Qui plus est, ce ne sera qu’après cette sortie du placard qu’elle sera confrontée à des énoncés misogynes de plus en plus accentués du genre « Comme toutes les femmes… » ou « Les femmes ne comprennent rien au pouvoir. »
Enfin, le fait de montrer une femme qui, personnellement, n’est pas féministe mais qui doit jouer à la féministe afin d’accéder au pouvoir me semble fort révélateur dans un monde où le calcul ne règne apparemment pas seulement au sein de la politique ou de l’économie….
Si l’héroïne a du mal à se faire à son nouveau rôle, Tonie Marshall affiche clairement son engagement politique : « Dans Numéro Une, je voulais défendre l’idée que s’il y avait entre 40 % et 50 % de femmes à la tête des entreprises, le type de gouvernance changerait. On accéderait à un capitalisme plus dialoguant, où entreprendre, lutter et gagner ne serait plus synonyme de guerre de tranchées. Les femmes sont fortes pour le dialogue. Un dialogue plus souple souvent que celui des hommes. »

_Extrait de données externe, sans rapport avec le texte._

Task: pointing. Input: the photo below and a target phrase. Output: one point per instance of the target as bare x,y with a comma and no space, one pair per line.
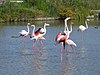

Ainsi, le film se développe de plus en plus en l’arène d’un bashing hommes-femmes très insistant, c’est-à-dire qu’il foisonne de comparaisons constantes entre les deux sexes, qu’elles soient ouvertes ou sous-jacentes.
Ce qui est triste, c’est qu’Emmanuelle se voit totalement réduite à son sexe. Plus déplorable encore est le fait qu’elle finit par se plier elle-même à cette vision limitée. De cette façon, Numéro Une met en scène l’autoreprésentation calculatrice d’une femme cadre, mais laisse largement dans l’ombre ses réflexions personnelles.
Emmanuelle Blachey, PDG, et Birgitte Nyborg, premier ministre, sont toutes les deux exposées à des attaques verbales et à des intrigues perfides issues de domaines traditionnellement masculins. Or, si dans Borgen la question du genre ne joue qu’un rôle secondaire, elle est au centre de Numéro Une, idée qui est également suggérée par l’affiche du film où la terminaison féminine « e » est mise en relief par la couleur rouge. Cette insistance fait-elle du bien au film? J’en doute. Les actrices excellent, mais la lutte des sexes éternelle est un peu trop embêtante.